Проблемы с Q-learning и нейронными сетями - PullRequest
0 голосов
/ 28 сентября 2018

Я только начинаю изучать Q-learning, и у меня получилось использовать табличный метод, чтобы получить приличные результаты.Одной игрой, которую я нашел довольно забавной для использования Q-learning, была игра в Блэкджек, которая казалась идеальной проблемой типа MDP.

Я давно хотел расширить это использование нейронной сети в качестве аппроксиматора функций, но ямне вообще не повезло.Подход заключается в том, чтобы рассчитать ожидаемое значение для каждого действия в данном состоянии, а затем выбрать лучшее с небольшим шансом выбрать что-то случайное (эпсилон жадный).Ничего не сходится, он изучает глупые Q-значения и даже не может понять, как играть, когда единственная карта в колоде - 5.

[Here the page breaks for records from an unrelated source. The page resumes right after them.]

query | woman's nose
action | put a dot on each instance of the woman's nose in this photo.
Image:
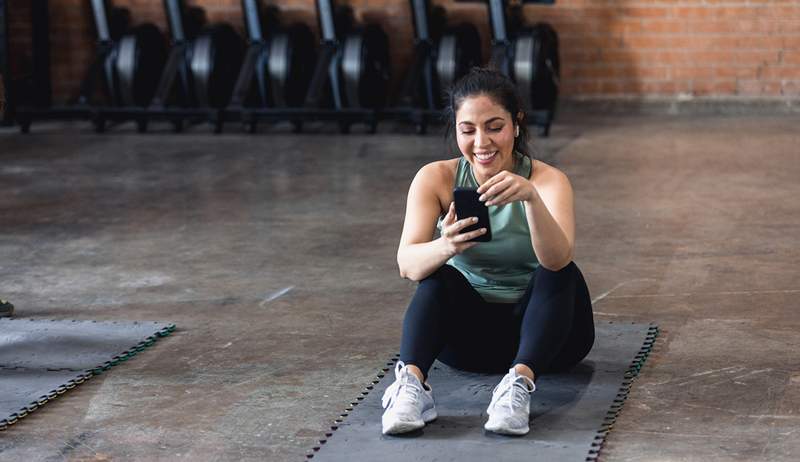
(481, 139)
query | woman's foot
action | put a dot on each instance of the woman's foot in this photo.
(509, 411)
(409, 404)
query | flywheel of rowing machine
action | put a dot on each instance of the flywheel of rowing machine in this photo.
(365, 68)
(459, 50)
(141, 55)
(291, 62)
(216, 58)
(537, 67)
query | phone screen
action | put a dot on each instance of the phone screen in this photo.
(468, 205)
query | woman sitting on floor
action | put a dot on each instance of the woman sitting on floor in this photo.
(516, 303)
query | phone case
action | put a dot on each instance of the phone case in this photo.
(468, 205)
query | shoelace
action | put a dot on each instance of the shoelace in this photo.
(513, 392)
(402, 384)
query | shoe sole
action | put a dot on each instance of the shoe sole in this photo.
(508, 431)
(405, 427)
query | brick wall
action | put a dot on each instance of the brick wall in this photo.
(739, 49)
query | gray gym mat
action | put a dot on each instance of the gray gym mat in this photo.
(571, 412)
(42, 359)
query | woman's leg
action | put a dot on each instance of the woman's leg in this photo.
(445, 311)
(557, 328)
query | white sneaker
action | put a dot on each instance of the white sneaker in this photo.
(408, 404)
(509, 410)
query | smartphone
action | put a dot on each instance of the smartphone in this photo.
(468, 205)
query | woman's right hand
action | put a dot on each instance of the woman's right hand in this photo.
(454, 242)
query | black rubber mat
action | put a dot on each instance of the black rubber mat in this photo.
(42, 359)
(571, 413)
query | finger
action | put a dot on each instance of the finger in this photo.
(450, 217)
(487, 184)
(504, 197)
(471, 235)
(462, 246)
(456, 227)
(495, 189)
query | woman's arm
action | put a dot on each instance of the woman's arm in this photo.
(551, 220)
(419, 255)
(548, 208)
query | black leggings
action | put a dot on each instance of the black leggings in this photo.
(550, 329)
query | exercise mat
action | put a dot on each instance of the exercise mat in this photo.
(571, 413)
(42, 359)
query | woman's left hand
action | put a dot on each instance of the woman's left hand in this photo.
(507, 187)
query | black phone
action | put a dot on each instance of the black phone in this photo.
(468, 205)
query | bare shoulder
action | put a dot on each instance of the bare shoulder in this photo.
(437, 178)
(546, 176)
(440, 170)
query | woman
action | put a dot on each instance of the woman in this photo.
(516, 303)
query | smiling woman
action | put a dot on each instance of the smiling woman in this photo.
(516, 303)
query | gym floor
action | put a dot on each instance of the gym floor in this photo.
(275, 256)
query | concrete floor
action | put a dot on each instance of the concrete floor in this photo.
(275, 256)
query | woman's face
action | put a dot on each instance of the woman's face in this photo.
(485, 136)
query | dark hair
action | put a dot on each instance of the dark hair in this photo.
(498, 87)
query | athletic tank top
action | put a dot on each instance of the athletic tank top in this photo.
(500, 269)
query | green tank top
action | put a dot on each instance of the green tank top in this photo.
(500, 269)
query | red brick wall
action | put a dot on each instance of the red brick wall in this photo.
(640, 48)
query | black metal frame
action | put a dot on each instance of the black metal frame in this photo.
(421, 72)
(6, 103)
(502, 54)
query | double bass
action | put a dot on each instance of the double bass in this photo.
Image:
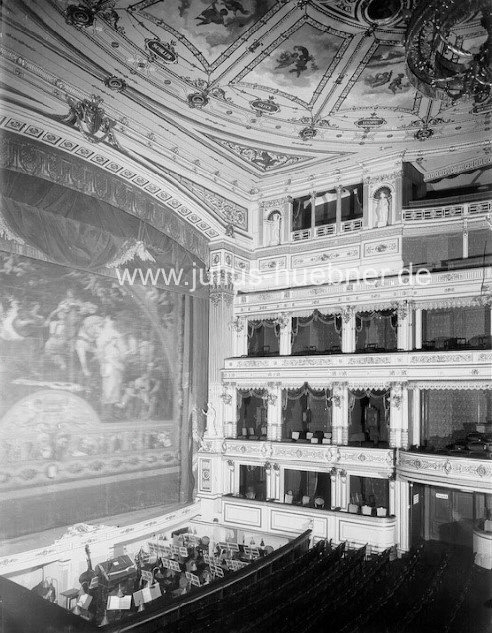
(86, 578)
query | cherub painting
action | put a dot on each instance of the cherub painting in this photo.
(299, 58)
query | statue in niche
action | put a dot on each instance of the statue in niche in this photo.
(372, 423)
(210, 416)
(382, 198)
(274, 221)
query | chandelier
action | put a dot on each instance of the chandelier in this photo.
(449, 49)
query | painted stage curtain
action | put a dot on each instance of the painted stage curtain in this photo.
(102, 385)
(77, 230)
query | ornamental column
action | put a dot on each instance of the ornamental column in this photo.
(343, 490)
(338, 219)
(404, 327)
(239, 326)
(333, 488)
(221, 346)
(274, 412)
(399, 415)
(272, 481)
(230, 478)
(348, 330)
(403, 501)
(229, 409)
(417, 319)
(340, 423)
(415, 421)
(285, 341)
(392, 495)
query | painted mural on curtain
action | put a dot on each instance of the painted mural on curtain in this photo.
(89, 375)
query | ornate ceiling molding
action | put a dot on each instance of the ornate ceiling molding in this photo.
(70, 151)
(130, 192)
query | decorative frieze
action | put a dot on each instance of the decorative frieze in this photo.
(446, 470)
(348, 458)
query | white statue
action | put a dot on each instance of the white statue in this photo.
(274, 223)
(382, 209)
(210, 415)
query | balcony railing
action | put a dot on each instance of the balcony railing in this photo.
(432, 213)
(447, 211)
(324, 230)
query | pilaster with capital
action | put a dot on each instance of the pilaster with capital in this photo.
(338, 217)
(348, 329)
(221, 339)
(404, 329)
(272, 481)
(285, 339)
(398, 415)
(403, 504)
(274, 412)
(343, 489)
(230, 478)
(239, 327)
(417, 320)
(392, 495)
(340, 413)
(414, 421)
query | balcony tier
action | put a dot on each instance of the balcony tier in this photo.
(444, 470)
(276, 518)
(446, 370)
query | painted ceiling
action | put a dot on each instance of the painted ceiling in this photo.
(247, 94)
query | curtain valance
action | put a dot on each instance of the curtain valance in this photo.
(79, 231)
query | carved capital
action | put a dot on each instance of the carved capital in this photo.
(238, 323)
(347, 313)
(283, 320)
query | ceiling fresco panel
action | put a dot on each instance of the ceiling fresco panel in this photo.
(207, 28)
(297, 62)
(382, 83)
(262, 159)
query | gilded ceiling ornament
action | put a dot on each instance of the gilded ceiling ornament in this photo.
(87, 11)
(91, 120)
(115, 83)
(163, 51)
(307, 133)
(265, 106)
(197, 100)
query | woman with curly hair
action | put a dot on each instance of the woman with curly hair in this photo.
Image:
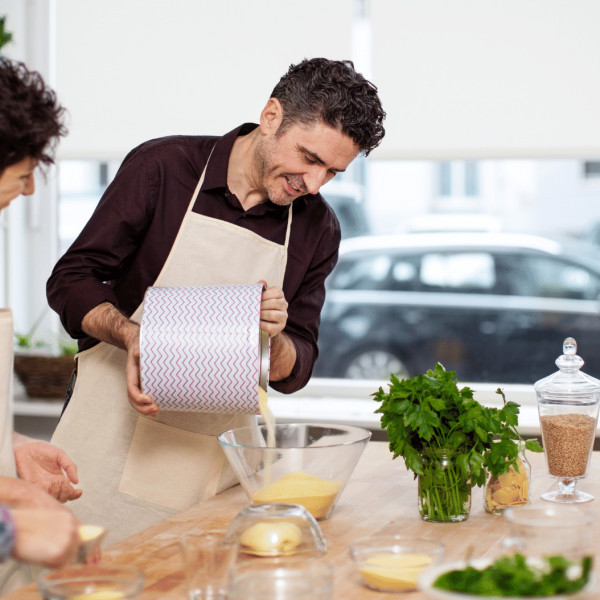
(34, 527)
(30, 126)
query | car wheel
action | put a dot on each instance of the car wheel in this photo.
(375, 364)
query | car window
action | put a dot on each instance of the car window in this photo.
(365, 273)
(458, 272)
(552, 278)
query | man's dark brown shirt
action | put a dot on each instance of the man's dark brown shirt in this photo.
(125, 244)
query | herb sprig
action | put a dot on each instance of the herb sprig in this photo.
(513, 576)
(429, 411)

Я действительно застрял, потратив на это часы и настроив гиперпараметры и все остальное, что я могу придумать.Мне кажется, что я сделал фундаментальную ошибку с Q-learning, которую не вижу.Мой код ниже:

import gym
from gym import spaces
from gym.utils import seeding
import numpy as np
import random
import pandas as pd
import sklearn
import math
import itertools
import tensorflow as tf
from matplotlib import pyplot as plt

############################ START BLACKJACK CLASS ############################

class Blackjack(gym.Env):

    """Simple Blackjack environment"""

    def __init__(self, natural=False):
        self.action_space = spaces.Discrete(2)
        self._seed()
        # Start the first game
        self.prevState = self.reset()

    def _seed(self, seed=None):
        self.np_random, seed = seeding.np_random(seed)
        return seed

    # Returns a tuple of the form (str, int) where str is "H" or "S" depending on if its a
    # Soft or Hard hand and int is the sum total of the cards in hand
    # Example output: ("H", 15)
    def getTotal(cards):

        running_total = 0
        softs = 0

        for c in cards:
            running_total += c
            if c == 11:
                softs += 1
            if running_total > 21 and softs > 0:
                softs -= 1
                running_total -= 10

        return "H" if softs == 0 else "S", running_total

    def drawCard():
        # Draw a random card from the deck with replacement. 11 is ACE
        # I've set it to always draw a 5. In theory this should be very easy to learn and
        # The only possible states, and their correct Q values should be:
        # Q[10_5, stand] = -1  Q[10_5, hit] = 0
        # Q[15_5, stand] = -1  Q[15_5, hit] = 0
        # Q[20_5, stand] =  0  Q[20_5, hit] = -1
        # The network can't even learn this!
        return 5
        return random.choice([5,6])
        return random.choice([2,3,4,5,6,7,8,9,10,10,10,10,11])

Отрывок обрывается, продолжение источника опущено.